4. Dass wir unseres Glaubens froh und gewiss werden! Paulus sagt es so: "Der geistliche Mensch beurteilt alles und wird doch selber von niemandem beurteilt. Wir aber haben Christi Sinn!“ Wir haben! Punkt. Paulus redet in beeindruckender Glaubensgewissheit. Vielleicht erschreckt sie uns auch ein wenig. Unangenehm erleben wir doch christliche Zeitgenossen, die die Wahrheit haben und ganz genau wissen, wo die anderen falsch liegen und was ihnen fehlt. Da ist dann kein Fragen mehr möglich, kein Austausch, kein gemeinsames Suchen. Dann ist alles schon klar. Es gibt eine Glaubensgewissheit, die Gott im Be-Griff haben möchte und nicht mehr weiß, dass Gott größer ist, als die Worte und Begriffe, in denen wir von ihm reden.
Und doch: Ist nicht in mir auch diese Sehnsucht nach mehr Glaubensgewissheit? Das möchte ich auch können: ehrlich und fröhlich von meinem Glauben reden und nicht rot werden, wenn Freunde oder Arbeitskollegen mich auf mein Christ-sein ansprechen. Wie komme ich zu dieser fröhlichen Glaubensgewissheit? Ich kann sie mir nicht einreden. Andere können sie mir nicht einreden. Ich kann nur staunen, wenn Gottes Geist sich mir vergewissert, so dass ich alles beurteilen kann: also Gottes rettendes und helfendes handeln in Jesus begreifen und annehmen.
In dieser Gewissheit, die Gottes Geist wirkt, liegt eine gehörige Portion Unabhängigkeit vom Reden und Urteilen der Leute.

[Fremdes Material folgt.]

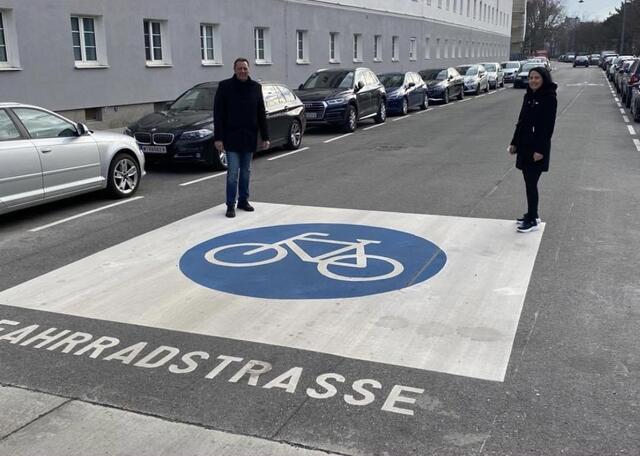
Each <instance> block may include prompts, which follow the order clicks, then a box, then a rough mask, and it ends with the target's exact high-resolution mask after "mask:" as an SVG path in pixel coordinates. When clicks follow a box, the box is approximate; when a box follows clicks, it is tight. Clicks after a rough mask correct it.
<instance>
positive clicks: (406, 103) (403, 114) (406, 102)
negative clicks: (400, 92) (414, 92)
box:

Wie schnell kann uns doch ein kritisches und spöttelndes Wort der anderen unsicher machen! Nicht dass wir uns berechtigter Kritik entziehen sollen, aber wir lassen uns nicht einfach die Maßstäbe vorschreiben, die der Sache des Glaubens unangemessen sind. Da schrieb ein Spötter auf ein großes Plakat: "Gott ist tot. Nietzsche." Und ein geisterfüllter Christ ließ sich nicht einschüchtern und schrieb darunter: "Nietzsche ist tot. Gott" Wo Gottes Geist sein Wesen treibt, da wächst die Gewissheit im Glauben und da wartet auf uns auch diese Erfahrung: Mir entfällt der Mut, aber er hilft meiner Schwachheit auf. Mein Gebet erlahmt in Zweifeln und Ängsten, aber der Geist betet in mir.

Wozu wir Pfingsten brauchen?

Damit wir wieder wissen, wie sehr wir Gottes Geist brauchen. Er hilft uns unterscheiden  den Geist der Welt und den Geist aus Gott. Er macht uns Gott bekannt. Er weckt Freude an dem, was Gott schenkt und er macht uns des Glaubens gewiss. So wollen wir bitten: Komm heiliger Geist und erfüll die Herzen deiner Gläubigen und entzünd in ihnen das Feuer deiner Liebe.